I think it's a combination of career-protection as I said earlier, and also a deep simplification of complex thinking. If everyone around you is shouting 'TERFs are evil! They are committing violence against trans people and want them dead! Even asking to "debate" trans rights means you're coming from an anti-trans stance!" (as someone said in the linked Times article) then I think it's really tricky to let other voices in.
I know I bought into it all in the early days, wanting to be OTRSOH and hearing the echoes of early Stonewall battles, watching the far-right and populism grow across the western world - this seemed a clear and easy way to back vulnerable people and battle against fascist forces that only cared about white, straight men.
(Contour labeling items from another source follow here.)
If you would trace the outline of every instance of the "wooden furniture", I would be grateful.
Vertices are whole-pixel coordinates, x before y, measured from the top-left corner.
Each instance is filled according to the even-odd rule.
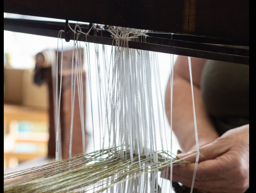
[[[3,11],[249,42],[249,0],[4,0]]]
[[[5,130],[4,131],[4,170],[5,167],[15,164],[13,162],[23,162],[47,155],[46,150],[24,153],[17,152],[15,149],[17,144],[24,143],[46,147],[49,139],[48,133],[31,132],[26,137],[19,134],[17,131],[13,130],[13,128],[11,129],[10,127],[14,121],[48,122],[48,115],[47,111],[4,104],[3,121],[4,125],[5,123],[5,127],[4,125]]]

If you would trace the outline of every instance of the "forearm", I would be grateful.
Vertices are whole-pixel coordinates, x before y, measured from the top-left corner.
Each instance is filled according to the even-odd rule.
[[[166,109],[170,122],[170,82],[166,93]],[[219,135],[207,115],[203,104],[199,88],[194,86],[195,106],[199,145],[214,141]],[[174,73],[172,113],[173,128],[182,150],[185,152],[195,148],[196,142],[193,103],[190,83]]]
It was a drip-drip of articles, podcasts, and of course MN threads that slowly woke me up to the practical realities of all of these "new truths", and they only crept into my life because I'd pulled back from my arts career. When these people are in the absolute thick of it, surrounded by voices getting huge (but still niche) public acclaim for sharing misinformation because it fits with a great narrative of vulnerability and heroism, it would be almost impossible for them to say (like most people on MN do), 'Trans people deserve safety and security and currently have huge protections under the law to ensure these, so can we talk about what women and girls might lose in terms of their own safety and security when TWAW?'
I can't imagine any of those people having the guts to do that in a million years. I am also 99% sure that at least a handful of names who I know quite vaguely on that list are highly, highly GC.